Pullman Chennai Anna Salai offers 232 stylish rooms, a swimming pool, fitness center, spa, two signature dining venues, versatile banquet spaces, boardrooms, and social lounges-ideal for business and leisure travelers. The hotel is perfectly equipped to host a wide range of MICE events, featuring versatile modular venues that can accommodate up to 400 guests, from intimate meetings to grand celebrations.
Operation
Assign in detail, specific duties to all employees under his/her supervision and instructs them in their work
Ensure personal cleanliness and proper deportment of all team members
Work closely with the Executive Chef in determining quality and quantity of food materials used with a view of eliminating wastage
Discuss with the Executive Chef and recommends menu price adjustments
Check the taste, temperature and visual appeal of food items prepared to ensure that the quality and portion are consistent and as per specifications set out.

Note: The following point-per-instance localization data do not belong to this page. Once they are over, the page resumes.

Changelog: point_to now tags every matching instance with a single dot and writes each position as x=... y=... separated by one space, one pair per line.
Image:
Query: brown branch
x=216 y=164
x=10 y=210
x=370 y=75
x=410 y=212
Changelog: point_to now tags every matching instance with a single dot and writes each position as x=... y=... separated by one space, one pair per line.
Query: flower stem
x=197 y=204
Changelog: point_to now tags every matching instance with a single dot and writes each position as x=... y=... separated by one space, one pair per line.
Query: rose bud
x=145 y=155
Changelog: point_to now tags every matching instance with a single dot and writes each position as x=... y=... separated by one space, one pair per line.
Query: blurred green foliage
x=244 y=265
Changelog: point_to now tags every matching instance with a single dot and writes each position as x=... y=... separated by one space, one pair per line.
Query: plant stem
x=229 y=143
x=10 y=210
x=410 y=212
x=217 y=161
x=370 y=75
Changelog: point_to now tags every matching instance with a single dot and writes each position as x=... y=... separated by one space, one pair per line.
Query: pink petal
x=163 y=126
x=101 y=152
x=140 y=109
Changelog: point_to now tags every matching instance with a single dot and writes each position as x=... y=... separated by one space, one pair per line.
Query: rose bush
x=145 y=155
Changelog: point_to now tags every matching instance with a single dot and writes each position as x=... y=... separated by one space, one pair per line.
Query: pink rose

Ensure that all equipment and perishable items are stored in its designated place and is done in the most hygienic manner
Prevent the use of contaminated products in any phase of food preparation and prevent colleagues who are ill or suffering from an infection from taking part in the preparation or handling of food
Suggest new recipe/products which may improve quality of food or lower food cost
Check the maintenance of all kitchen equipment
Ensure that all safety, health, security and loss control policies and procedures and Government legislation are adhered to
Team Management
Motivate, supervise and discipline team members to ensure their capabilities and degree of professionalism meet the needs of guests and the organization
Interview, select and recruit team members
Identify and develop team members with potential
Conduct performance review with the team
Develop, conduct and maintain records of all staff training programs for team members, focusing on their development needs, providing them with new skills to meet the changing needs of the business
Prepare weekly staff schedules keeping in mind anticipated business, operating budgets and standards of service
Operations Management
Check all equipment prior to service where applicable.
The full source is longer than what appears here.